Through this agreement are expected to develop environmental education in Indonesia can be
more eIIectively implemented. In addition, the implementation oI various environmental
education programs such as Adiwiyata program that has been running since 2006 and today has
reached a national scale in an eIIort to make schools caring and civilized environment. More than
that the deal is expected to be a basic policy in the development oI environmental education in
the region.
Apparently, what is expected does not match the reality on the ground. Environmental Education
is expected to raise awareness on the environment became a new burden Ior students.

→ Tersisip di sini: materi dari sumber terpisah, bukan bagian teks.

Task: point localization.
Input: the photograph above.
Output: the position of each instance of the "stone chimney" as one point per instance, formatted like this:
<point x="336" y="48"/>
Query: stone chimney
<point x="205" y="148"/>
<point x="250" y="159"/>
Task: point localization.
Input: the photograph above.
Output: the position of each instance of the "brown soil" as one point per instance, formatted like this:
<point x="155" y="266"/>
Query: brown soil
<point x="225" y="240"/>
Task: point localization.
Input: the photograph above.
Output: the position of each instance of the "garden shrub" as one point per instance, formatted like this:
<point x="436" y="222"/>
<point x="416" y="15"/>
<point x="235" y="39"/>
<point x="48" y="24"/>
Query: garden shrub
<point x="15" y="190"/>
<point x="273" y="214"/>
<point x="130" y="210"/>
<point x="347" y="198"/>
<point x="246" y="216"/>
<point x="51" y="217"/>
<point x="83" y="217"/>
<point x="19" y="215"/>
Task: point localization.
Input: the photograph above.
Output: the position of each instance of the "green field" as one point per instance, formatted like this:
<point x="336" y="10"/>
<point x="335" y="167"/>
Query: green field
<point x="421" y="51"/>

In DKI Jakarta has longbeen PLBJ (Environment Education CultureJakarta) Ior primary and PL
KJ (Environmental Education LiIe Jakarta) Ior junior high school level progress. These
subjects into the local content (Mulok).
Actually there's nothing wrong with local content. UnIortunately in the processes that perIormed
very abandon the principles oI environmental education itselI. Shades oI tangible results (books,
modules, curricula), are Ielt in every manuIacturing activity. Supporting devices are still very
much Iollow.
Environmental Education today, could be a repeat oI the incident several years ago, when PKLH
was launched. Static, monolithic, kills creativity. Prerequisites are not suIIicient and then Iorced,
ended in Irustration sustainable. In addition, students will again be in a static space, chasing
a Ialse value, and obtain a new assignment.